[Python-Dev] Proposal: .pyc file format change
Peter Funk
pf@artcom-gmbh.de
Fri, 26 May 2000 13:50:02 +0200 (MEST)
[M.-A. Lemburg]:
> > Proposal:
> > The future format (Python 1.6 and newer) of a .pyc file should be as follows:
> >
> > bytes 0-3 a new magic number, which should be definitely frozen in 1.6.
> > bytes 4-7 a version number (which should be == 1 in Python 1.6)
> > bytes 8-11 timestamp (mtime of .py file) (same as earlier)
> > bytes 12-* marshalled code object (same as earlier)
>
> This will break all tools relying on having the code object available
> in bytes[8:] and believe me: there are lots of those around ;-)
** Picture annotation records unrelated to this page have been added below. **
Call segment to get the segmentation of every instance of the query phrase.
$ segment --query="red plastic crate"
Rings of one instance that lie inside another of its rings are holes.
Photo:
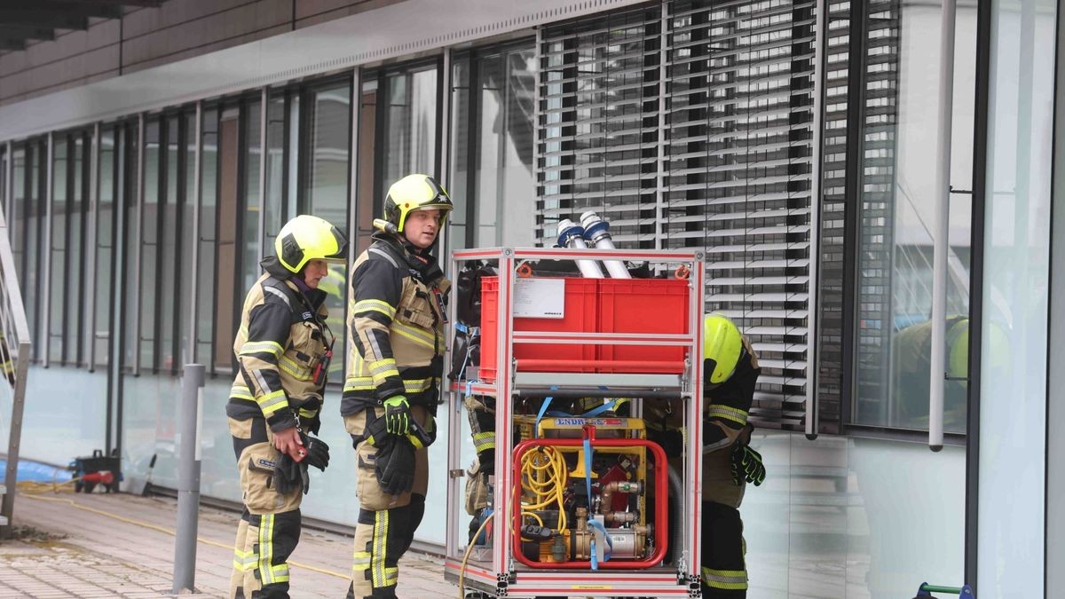
[[[548,278],[548,277],[539,277]],[[580,277],[562,278],[566,281],[566,314],[561,319],[515,318],[514,330],[550,330],[572,333],[594,333],[597,324],[596,281],[600,279]],[[481,381],[495,381],[497,365],[495,349],[498,341],[498,277],[485,277],[480,286],[480,370]],[[515,343],[517,359],[570,360],[572,363],[552,369],[557,372],[594,372],[583,360],[595,359],[595,345],[563,343]]]
[[[688,333],[688,281],[599,279],[600,333]],[[685,347],[600,345],[600,360],[684,361]],[[601,366],[600,372],[668,372],[655,366]]]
In some way, this is intentional: If these tools (are there are really
that many out there, that munge with .pyc byte code files?) simply use
'imp.get_magic()' and then silently assume a specific content of the
marshalled code object, they probably need changes anyway, since the
code needed to deal with the new unicode object is missing from them.
> You cannot really change the file header, only add things to the end
> of the PYC file...
Why? Will this idea really cause such earth quaking grumbling?
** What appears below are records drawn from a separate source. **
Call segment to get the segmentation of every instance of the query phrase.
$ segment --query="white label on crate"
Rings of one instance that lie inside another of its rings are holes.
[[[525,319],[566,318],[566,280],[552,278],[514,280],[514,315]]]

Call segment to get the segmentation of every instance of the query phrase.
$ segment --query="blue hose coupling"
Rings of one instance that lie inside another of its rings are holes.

Please review this in the context of my proposal to change 'imp.get_magic()'
to return the old 1.5.2 MAGIC, when called without parameter.
> Hmm, or perhaps we should move the version number to the code object
> itself... after all, the changes we want to refer to
> using the version number are located in the code object and not the
> PYC file layout. Unmarshalling it would then raise the error.
Since the file layout is a very thin layer around the marshalled
code object, this makes really no big difference to me. But it
will be harder to come up with reasonable entries for /etc/magic [1]
and similar mechanisms.
Putting the version number at the end of file is possible.
But such a solution is some what "dirty" and only gives the false
impression that the general file layout (pyc[8:] instead of pyc[12:])
is something you can rely on until the end of time. Hardcoding the
size of an unpadded header (something like using buffer[8:]) is IMO
bad style anyway.
Regards, Peter
[1]: /etc/magic on Unices is a small textual data base used by the 'file'
command to identify the type of a file by looking at the first
few bytes. Unix file managers may either use /etc/magic directly
or a similar scheme to asciociate files with mimetypes and/or default
applications.